27.3.06

Silence is golden.

24.3.06

Remember, remember the fifth of November,
gunpowder, treason and plot,
I see no reason why gunpowder treason
should ever be forgot.
Guy Fawkes, Guy Fawkes,
'twas his intent
to blow up the King and the Parliament.
Three score barrels of powder below,
Poor old England to overthrow:
By God's providence he was catch'd
With a dark lantern and burning match.
Holloa boys, holloa boys, make the bells ring.
Holloa boys, holloa boys, God save the King!
Hip hip hoorah!

20.3.06

It isnt fair. All i ask is a lil time. I am already juggling so much shit. All i need for christmas is for Tuesday to come. And the days ahead. Please try to understand even though i don't think you do. I havent given up on church. Its just that i don't agree with their practices. Or more like i feel uncomfortable. Give me awhile k? I cant just "kapow!" and like it just liddat. Blah. Back to work.

18.3.06

all-american rejects.
good stuff.
=)
(bobs head)

sorry alvin i have to borrow space again. and it took me a few trial and errors to get your username and password right. gosh.

it's amazing how a few months can bring about so many changes in people. it's as though i no longer know you anymore. so church might not be going well for both of us, i never expected you to give up sooner than me.
and i really looked up to you.
now i dont even see a source of hope.

budget club here i come.

12.3.06

10.3.06

Funny. Being wrongly blamed was alright strangely. I was basically laughing it off. Like it was the funniest accusation i have heard in my life. *actually it is. Other then the library incident in Catholic High which got me banned from it.*


I aint pissed about that at all. I am sure you people all heard about accusations against you all your life. Unless you are so blessed and fortunate that you have people eating out of your hand. Which makes you either uber rich or just have a great perfecto character. The thing that bugs me most is that the way I am strangely left out of all communication. I dont blame the gal who mistakenly thought it was me. Nor do i blame the chap for thinking it was me as i guess its only human nature. Sure. I dont know them very well as some others would and i wouldnt believe it will improve anytime soon. But being "aquiantances" for so long, being questioned like that was surely an eye-opener to me.

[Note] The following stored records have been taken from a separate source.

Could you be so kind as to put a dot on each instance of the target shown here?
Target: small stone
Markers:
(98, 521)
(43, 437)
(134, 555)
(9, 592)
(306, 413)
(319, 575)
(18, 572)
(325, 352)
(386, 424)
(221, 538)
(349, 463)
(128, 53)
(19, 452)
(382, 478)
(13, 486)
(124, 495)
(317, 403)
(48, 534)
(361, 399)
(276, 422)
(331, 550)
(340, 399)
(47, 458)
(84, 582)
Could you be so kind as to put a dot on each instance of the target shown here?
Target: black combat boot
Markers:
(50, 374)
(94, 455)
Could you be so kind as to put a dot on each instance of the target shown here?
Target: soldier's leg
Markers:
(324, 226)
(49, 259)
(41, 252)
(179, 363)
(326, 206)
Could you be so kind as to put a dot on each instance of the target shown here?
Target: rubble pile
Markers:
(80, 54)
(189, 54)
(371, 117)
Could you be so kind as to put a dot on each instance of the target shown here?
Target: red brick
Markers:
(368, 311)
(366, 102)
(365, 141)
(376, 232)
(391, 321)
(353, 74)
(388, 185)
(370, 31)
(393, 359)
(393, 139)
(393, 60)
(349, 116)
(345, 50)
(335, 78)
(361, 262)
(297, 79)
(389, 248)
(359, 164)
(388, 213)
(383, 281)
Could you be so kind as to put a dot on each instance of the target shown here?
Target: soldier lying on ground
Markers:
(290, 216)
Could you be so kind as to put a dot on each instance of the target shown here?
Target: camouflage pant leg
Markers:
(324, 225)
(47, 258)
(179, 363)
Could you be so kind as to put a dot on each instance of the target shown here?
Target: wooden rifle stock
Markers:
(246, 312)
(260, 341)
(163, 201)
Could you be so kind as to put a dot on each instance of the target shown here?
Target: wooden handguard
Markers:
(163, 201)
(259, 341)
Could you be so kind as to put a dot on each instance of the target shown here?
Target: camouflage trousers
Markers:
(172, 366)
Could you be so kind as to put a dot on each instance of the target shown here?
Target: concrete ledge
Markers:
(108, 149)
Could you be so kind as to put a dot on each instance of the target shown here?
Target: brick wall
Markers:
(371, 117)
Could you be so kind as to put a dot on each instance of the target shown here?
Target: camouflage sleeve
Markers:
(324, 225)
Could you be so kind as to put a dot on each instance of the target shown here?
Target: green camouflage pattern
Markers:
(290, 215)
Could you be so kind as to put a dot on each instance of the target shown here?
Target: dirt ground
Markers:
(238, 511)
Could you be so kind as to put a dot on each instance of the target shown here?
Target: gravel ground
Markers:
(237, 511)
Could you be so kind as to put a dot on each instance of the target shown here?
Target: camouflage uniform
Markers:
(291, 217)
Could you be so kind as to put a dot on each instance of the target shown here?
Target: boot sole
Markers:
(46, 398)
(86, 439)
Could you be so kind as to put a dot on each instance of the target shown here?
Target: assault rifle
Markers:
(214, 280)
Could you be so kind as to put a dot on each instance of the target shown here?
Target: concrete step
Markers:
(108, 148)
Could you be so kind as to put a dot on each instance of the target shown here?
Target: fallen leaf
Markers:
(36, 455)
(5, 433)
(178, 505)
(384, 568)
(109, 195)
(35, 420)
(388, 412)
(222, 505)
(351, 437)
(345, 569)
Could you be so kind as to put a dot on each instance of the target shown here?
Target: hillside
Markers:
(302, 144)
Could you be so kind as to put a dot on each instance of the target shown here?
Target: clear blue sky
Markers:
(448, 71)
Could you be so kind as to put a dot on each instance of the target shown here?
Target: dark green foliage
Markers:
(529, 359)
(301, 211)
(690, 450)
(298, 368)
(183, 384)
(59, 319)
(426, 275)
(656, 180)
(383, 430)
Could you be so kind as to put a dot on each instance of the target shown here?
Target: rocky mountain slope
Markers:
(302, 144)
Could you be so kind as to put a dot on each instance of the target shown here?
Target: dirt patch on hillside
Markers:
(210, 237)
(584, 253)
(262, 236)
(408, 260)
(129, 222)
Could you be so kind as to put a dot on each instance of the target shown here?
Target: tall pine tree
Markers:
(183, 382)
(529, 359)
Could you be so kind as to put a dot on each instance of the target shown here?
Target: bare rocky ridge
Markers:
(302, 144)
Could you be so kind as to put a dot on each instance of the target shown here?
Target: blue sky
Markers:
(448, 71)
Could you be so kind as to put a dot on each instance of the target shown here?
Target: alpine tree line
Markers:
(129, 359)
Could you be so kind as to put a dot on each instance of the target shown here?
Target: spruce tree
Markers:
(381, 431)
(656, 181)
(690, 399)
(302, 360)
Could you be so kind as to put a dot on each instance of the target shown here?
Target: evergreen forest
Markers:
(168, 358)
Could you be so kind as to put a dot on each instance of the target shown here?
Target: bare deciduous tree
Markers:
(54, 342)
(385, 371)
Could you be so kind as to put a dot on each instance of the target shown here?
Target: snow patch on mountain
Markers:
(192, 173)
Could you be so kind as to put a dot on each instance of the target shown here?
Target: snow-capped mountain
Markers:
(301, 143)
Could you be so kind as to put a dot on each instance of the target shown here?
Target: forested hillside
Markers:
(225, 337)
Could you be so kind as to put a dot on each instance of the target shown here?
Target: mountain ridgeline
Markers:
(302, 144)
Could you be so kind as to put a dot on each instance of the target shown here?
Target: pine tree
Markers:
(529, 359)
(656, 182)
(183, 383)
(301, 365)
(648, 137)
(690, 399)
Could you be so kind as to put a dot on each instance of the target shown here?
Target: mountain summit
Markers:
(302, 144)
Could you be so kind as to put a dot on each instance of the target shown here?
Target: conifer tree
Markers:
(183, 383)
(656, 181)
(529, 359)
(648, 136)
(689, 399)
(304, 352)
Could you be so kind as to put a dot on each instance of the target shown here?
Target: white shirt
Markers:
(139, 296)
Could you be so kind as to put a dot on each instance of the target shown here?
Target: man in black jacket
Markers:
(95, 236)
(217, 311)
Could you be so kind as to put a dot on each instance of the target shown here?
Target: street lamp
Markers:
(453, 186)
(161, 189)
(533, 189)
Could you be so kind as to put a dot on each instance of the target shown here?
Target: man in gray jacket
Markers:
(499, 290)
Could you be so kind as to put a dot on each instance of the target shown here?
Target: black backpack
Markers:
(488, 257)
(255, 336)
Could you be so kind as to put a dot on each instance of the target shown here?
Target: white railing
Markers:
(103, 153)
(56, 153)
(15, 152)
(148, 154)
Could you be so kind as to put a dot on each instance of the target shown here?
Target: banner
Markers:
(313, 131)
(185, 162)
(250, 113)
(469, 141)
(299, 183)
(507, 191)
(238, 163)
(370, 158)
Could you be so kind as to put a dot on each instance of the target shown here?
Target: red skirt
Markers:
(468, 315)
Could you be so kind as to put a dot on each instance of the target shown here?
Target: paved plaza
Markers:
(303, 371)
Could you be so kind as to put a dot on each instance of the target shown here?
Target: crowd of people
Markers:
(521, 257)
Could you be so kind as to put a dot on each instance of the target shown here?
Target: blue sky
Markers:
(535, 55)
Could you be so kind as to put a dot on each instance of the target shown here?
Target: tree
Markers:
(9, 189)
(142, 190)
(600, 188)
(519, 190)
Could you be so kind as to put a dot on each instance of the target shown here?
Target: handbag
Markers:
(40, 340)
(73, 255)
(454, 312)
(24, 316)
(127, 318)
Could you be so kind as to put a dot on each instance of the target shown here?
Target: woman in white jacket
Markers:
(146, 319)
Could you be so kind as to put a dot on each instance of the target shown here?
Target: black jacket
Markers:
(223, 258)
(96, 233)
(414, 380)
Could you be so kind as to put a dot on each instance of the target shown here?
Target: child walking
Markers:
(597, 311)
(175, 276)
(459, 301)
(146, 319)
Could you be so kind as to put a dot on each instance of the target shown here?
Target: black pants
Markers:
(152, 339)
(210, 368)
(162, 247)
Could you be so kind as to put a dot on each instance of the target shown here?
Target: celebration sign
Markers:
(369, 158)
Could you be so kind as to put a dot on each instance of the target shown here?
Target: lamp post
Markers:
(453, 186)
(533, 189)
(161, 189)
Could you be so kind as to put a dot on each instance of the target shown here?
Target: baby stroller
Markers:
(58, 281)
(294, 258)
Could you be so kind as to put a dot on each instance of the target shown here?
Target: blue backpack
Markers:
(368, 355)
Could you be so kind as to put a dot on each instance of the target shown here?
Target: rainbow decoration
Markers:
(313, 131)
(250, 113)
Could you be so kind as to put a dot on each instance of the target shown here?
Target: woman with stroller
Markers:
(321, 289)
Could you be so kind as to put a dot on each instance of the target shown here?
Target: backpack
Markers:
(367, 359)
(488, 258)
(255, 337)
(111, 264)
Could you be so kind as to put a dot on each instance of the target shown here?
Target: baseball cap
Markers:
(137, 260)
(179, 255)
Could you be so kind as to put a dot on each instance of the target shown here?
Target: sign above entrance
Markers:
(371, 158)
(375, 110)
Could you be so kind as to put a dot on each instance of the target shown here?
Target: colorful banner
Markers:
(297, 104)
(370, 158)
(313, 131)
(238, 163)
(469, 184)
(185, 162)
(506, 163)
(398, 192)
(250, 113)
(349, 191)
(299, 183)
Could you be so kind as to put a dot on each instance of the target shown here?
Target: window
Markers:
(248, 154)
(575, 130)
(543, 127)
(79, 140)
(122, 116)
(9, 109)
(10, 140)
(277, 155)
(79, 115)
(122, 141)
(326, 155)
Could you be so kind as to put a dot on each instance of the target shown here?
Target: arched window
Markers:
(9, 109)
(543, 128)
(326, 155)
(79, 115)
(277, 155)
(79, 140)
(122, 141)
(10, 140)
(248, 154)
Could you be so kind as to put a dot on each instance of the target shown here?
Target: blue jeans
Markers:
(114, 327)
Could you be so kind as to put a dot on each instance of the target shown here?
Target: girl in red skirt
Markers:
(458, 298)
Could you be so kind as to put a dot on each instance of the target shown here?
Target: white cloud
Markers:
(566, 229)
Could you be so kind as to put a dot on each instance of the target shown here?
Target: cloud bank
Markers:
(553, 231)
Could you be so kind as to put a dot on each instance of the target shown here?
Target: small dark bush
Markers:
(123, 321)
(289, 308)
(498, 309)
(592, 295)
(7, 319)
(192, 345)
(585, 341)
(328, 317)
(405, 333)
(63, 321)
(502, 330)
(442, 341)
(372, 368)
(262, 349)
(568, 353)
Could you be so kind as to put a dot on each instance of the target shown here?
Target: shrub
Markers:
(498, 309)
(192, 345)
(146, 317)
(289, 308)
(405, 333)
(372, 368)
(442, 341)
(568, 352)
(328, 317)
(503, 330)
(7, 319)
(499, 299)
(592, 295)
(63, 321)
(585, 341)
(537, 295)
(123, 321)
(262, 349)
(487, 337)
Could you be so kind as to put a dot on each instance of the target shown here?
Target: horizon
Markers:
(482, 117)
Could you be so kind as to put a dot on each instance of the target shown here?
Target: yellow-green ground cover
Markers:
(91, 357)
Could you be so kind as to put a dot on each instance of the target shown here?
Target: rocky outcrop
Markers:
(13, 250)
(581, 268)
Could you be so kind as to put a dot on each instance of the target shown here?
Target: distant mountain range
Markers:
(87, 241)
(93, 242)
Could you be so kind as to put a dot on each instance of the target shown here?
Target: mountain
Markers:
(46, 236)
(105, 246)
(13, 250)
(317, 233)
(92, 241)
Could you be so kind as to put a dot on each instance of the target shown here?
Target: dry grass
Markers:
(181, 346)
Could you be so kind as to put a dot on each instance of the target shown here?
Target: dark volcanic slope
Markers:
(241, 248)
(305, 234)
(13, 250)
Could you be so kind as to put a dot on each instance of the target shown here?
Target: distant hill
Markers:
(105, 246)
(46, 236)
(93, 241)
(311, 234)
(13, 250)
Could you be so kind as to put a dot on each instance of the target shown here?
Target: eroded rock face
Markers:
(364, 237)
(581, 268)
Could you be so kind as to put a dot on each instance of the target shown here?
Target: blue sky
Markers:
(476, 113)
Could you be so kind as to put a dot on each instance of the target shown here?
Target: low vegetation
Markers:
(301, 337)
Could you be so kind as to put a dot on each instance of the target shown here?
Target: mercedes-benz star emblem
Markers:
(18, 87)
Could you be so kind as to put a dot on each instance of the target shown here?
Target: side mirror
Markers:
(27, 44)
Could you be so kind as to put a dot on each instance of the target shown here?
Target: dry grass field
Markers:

No effort was put in to find out the truth. Neither was there any phone call demanding whether it was me. it was just: "Ok. I just heard it from my girlfriend. I am going to avoid him now. Never knew he was such a bitch." *K. the last line was my own deduction.* Even up to now there hasnt been any apology nor saying: "hey. She made a mistake. I am sorry." Or is it because everybody thinks i just dont know or am ignorant about it and the matter can just rest quietly as it is. Or maybe I just aren't worthy or important enough to deserve a apology. After all, I am a "aquaintance" aren't I?


Screw this. I am going to put on mine "happy" mask and say hello. =)


It was the best birthday celebration I had in a long time. Thank you.